“Leave The Sweat Shirt at Home. Dining Dress Codes Are Back,” declared @nytimes several weeks back. Social media has been awash with controversy regarding the post.
Menswear blogger Derek Guy @dieworkwear exposes a matrix of the genre picturing Pennsylvania Democratic senate primary winner John Fetterman garbed in his populist campaign street style cargo shorts with defeated opponent Conor Lamb, poor Ivy Style lamb.
The Yale Club of New York next to J. Press has reset rules relieving the pain that the former coat and tie requirement might have rendered current woke alumni members. Cole Porter Yale ’13, might well turn over in his grave observing old Boola Boola Eli Yale Club costumed as if from a verse in his classic Anything Goes.
The rulebook unequivocally states, “On a temporary basis, the following changes will be in effect: Denim Pants: neat, clean, and in good repair (no holes, rips, or tears) are permitted throughout the entire Clubhouse. Shorts are permitted within the Clubhouse from Memorial Day to Labor Day, provided they are not made of denim, or athletic in nature. Athletic shorts are only permitted in the athletic facilities. Non-athletic shoe wear that has a “sneaker-like” sole is permitted throughout the entire Clubhouse.” Not permitted: tee shirts, tank tops, casual sandals (such as flip flops or Birkenstocks), athletic wear of any kind (including sweatpants, caps, cross-trainers, or tennis shoes, and team jerseys), and torn, provocative, or revealing clothing.

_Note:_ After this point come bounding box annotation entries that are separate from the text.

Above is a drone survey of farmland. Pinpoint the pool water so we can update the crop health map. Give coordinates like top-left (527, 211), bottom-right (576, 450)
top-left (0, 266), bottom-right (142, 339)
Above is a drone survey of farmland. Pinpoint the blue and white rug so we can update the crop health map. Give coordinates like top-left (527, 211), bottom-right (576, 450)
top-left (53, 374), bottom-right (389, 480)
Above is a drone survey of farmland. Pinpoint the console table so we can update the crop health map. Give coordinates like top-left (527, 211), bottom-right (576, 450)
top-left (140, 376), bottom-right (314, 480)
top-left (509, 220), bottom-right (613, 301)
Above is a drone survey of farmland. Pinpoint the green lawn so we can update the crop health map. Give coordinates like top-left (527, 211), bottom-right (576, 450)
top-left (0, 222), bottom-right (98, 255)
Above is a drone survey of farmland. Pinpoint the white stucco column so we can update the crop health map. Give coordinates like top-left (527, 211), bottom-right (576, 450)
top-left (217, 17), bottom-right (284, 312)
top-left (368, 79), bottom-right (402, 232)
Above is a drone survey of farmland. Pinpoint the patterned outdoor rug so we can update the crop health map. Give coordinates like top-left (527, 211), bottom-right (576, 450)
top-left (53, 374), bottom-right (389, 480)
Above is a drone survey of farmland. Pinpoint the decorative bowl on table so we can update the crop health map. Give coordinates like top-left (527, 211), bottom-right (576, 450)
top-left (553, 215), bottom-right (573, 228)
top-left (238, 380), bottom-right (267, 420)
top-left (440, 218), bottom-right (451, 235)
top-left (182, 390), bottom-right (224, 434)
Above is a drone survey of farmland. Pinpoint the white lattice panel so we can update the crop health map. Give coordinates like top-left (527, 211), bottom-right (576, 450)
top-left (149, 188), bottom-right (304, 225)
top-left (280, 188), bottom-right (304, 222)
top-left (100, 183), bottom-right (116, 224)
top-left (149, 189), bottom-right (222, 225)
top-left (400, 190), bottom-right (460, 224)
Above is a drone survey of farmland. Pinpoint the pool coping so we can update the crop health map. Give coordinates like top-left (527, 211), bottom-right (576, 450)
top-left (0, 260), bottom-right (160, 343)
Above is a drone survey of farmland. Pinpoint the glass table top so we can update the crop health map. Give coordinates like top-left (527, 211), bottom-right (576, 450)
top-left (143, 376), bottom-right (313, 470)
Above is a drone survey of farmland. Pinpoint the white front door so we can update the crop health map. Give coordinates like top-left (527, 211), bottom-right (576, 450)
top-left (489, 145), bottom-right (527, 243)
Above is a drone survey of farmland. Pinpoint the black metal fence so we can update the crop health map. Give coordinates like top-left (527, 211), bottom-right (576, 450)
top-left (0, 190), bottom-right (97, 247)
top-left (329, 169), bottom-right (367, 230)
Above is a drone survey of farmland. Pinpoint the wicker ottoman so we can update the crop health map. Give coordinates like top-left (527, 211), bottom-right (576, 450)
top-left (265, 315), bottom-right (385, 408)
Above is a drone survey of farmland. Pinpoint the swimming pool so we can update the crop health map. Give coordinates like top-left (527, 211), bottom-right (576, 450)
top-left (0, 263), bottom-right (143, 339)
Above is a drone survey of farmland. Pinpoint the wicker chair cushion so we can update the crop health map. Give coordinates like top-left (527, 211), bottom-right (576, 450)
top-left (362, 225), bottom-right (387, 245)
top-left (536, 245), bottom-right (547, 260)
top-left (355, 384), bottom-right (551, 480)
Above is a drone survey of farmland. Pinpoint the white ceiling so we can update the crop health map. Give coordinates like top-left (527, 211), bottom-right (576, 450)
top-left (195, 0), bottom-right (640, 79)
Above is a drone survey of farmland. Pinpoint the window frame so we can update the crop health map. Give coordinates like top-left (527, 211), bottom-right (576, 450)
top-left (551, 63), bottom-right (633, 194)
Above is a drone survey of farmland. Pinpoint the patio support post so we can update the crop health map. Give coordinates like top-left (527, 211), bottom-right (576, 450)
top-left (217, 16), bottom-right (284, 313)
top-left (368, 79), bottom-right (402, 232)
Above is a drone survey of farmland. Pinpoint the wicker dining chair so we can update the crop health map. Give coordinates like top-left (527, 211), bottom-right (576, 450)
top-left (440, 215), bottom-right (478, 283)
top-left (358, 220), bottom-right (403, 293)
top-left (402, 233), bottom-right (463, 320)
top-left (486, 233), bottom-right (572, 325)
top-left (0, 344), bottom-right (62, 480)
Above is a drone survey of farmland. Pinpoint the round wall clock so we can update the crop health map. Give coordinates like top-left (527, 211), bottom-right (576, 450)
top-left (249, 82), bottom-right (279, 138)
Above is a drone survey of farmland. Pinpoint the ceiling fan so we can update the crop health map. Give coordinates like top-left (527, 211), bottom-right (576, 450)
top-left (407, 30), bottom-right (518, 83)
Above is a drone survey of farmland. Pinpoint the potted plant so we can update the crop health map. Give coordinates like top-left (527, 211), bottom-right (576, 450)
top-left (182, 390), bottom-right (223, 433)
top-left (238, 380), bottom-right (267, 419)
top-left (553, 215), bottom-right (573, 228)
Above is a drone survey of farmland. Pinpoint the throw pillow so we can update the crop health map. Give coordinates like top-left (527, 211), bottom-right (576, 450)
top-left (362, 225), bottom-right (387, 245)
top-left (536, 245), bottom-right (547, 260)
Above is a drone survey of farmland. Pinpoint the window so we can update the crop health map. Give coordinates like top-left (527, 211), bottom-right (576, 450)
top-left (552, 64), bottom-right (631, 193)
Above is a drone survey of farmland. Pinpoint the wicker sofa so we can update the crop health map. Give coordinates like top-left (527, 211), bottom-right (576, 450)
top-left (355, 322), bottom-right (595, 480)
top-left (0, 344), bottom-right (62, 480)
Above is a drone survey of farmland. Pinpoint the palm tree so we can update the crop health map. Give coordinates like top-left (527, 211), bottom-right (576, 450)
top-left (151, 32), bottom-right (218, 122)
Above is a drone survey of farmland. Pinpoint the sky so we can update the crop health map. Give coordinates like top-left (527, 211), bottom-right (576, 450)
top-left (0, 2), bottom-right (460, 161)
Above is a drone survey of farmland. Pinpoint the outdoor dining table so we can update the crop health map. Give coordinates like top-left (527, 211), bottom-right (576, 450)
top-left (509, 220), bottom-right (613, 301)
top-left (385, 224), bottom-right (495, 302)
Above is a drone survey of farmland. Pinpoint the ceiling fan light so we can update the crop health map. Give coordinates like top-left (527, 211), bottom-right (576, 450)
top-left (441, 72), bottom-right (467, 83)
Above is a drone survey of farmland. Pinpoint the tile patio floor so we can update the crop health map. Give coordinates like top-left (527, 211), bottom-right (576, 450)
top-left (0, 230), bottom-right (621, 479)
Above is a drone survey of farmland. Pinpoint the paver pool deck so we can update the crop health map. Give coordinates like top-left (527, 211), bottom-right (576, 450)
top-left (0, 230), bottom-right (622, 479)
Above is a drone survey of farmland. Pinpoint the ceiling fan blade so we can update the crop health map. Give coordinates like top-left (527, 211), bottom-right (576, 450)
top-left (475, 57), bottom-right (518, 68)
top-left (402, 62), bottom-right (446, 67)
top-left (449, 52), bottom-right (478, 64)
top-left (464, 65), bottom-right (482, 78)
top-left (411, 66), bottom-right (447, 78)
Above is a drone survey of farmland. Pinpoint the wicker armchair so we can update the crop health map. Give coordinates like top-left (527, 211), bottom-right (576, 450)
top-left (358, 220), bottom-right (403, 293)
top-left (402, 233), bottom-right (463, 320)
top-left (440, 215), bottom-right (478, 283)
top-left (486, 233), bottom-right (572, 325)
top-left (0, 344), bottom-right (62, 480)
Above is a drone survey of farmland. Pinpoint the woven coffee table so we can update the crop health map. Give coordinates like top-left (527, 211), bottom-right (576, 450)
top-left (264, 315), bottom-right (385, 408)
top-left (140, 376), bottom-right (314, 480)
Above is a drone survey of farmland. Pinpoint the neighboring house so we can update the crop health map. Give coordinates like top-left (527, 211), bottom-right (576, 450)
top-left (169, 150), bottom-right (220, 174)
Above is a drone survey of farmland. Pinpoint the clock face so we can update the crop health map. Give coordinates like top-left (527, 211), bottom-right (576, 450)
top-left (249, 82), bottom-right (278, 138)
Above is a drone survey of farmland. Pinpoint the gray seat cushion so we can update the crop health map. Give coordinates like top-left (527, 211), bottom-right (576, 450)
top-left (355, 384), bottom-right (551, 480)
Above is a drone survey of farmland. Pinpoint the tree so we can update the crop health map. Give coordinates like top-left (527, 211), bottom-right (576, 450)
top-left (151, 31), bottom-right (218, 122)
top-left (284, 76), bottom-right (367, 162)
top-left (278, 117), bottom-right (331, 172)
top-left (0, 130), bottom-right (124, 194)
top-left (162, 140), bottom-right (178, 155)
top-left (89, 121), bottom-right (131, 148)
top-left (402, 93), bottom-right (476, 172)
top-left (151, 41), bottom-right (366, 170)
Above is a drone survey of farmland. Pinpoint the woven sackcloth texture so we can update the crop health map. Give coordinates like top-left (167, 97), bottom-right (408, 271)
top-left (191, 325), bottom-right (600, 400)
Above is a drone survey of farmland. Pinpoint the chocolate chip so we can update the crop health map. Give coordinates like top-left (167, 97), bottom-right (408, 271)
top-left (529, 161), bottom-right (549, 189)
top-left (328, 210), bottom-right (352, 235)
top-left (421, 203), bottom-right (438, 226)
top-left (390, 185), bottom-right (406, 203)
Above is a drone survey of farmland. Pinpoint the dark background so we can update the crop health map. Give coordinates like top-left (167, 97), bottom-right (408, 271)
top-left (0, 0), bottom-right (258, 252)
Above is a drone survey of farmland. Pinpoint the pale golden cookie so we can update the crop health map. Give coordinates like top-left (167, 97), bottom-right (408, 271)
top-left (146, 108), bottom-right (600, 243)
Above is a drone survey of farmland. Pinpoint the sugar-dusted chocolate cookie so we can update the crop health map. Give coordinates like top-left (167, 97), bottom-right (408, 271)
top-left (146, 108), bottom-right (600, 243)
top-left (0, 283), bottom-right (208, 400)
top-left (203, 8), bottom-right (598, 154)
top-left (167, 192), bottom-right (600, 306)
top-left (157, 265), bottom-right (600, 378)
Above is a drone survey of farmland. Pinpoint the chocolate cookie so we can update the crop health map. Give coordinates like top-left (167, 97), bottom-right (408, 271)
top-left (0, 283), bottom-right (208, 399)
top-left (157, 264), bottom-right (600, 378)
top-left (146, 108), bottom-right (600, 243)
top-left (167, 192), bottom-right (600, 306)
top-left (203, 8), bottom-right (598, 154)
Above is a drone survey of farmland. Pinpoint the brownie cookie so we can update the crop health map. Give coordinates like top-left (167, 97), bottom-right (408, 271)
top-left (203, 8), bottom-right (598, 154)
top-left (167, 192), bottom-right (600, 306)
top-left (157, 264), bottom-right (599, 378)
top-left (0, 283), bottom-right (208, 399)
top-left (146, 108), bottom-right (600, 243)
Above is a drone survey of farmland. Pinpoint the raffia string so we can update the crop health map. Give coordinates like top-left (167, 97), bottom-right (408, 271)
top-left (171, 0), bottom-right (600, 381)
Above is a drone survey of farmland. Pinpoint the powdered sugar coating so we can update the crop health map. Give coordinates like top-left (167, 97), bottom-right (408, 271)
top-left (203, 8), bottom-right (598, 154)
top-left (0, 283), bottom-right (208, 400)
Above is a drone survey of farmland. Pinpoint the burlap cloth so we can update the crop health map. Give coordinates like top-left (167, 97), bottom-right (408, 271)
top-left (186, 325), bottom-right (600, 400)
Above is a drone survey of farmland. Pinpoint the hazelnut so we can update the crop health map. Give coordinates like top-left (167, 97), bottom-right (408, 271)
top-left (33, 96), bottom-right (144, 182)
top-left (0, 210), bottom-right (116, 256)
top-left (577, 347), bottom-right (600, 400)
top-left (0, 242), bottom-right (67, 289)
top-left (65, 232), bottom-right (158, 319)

The upscale restaurant cited in aforementioned NY Times article, Les Trois Chevaux, upstages the Yale Club hanging E-Bay looking “blazers” practically on a dry-cleaning rack to redress their coatless social climbing patrons.
Jack and Charlie late of their lamented “21 Club” offered their Peter Arno archetype coatless patrons the choice of well-tailored proxy Sport Coats quietly stored in the back of the cloakroom. Their coat and tie gospel was a well-kept secret among the cognoscenti.
Times have changed. Holding the fort against hoi polloi Slobbovia may be a losing proposition in Circus Americanus. Rules are made to be broken.
In olden days a glimpse of stocking was looked on as something shocking but now, God knows Anything Goes
RICHARD PRESS
24 comments
There is no doubt that the trend in Mens’ clothing is toward informal. Part of this trend has to be due to climate change and the accompanying warmer temperatures. Even in France (where we are) most people are dressed very casually but when the temps are in the 90s who can caste blame? It’s a disappointing trend and one can hope for some redirection.
I agree in principle. Even my prep school, while in California, required coat and tie to dinner every night. Sunday nights was always school blazer (with crest) gray pants (wool preferred) and blue and gold regimental striped school tie. This went away several years back when it went to coat and tie 2 or 3 days a week. The coat and tie added a level of discipline to the most undisciplined. It required showering (sometimes the window between baseball practice ending and dinner starting was minutes. But you learned to be resourceful and quick) and it required grooming and a sense of what it meant to be a man. Not just a boy trying to get away with it. Believe it or not, so many of us exuded pride in this ritual, especially on Sundays.
Sadly, that has slipped. As, I fear, has the lessons learned from such a ritual. I can still tie a good looking tie in about 20 seconds. And, due to all of this… change…. I hardly wear one anymore. I wonder if the new graduated alums can say the same?
The historian Christopher Dawson pointed out that in the Modern Age, “we find the freedom of the personality threatened by the pressures of economic forces, and the HIGHER cultural values SACRIFICED to the LOWER STANDARDS of mass civilization.”
A pedestrian and indifferent dress code is the external manifestation of a paltry and languid state of mind — undisciplined and unimaginative, flaccid. The triumph of Stanley Kowalski in a ripped t-shirt. To paraphrase from DOCTOR ZHIVAGO by Boris Pasternak: Goethe was right — and the lower classes ultimately subvert and dismantle the higher standards of the upper classes.
I learned to dress up from my father, who was a sixth-generation German-American Hoosier truck farmer. Work hard outside all day with sleeves rolled up and donning a fedora. But when it came to Sunday “meeting”, put on the bespoke double-breasted suit with starched white shirt and suspenders, wing-tips, and a reverse-cameo Indian head ring.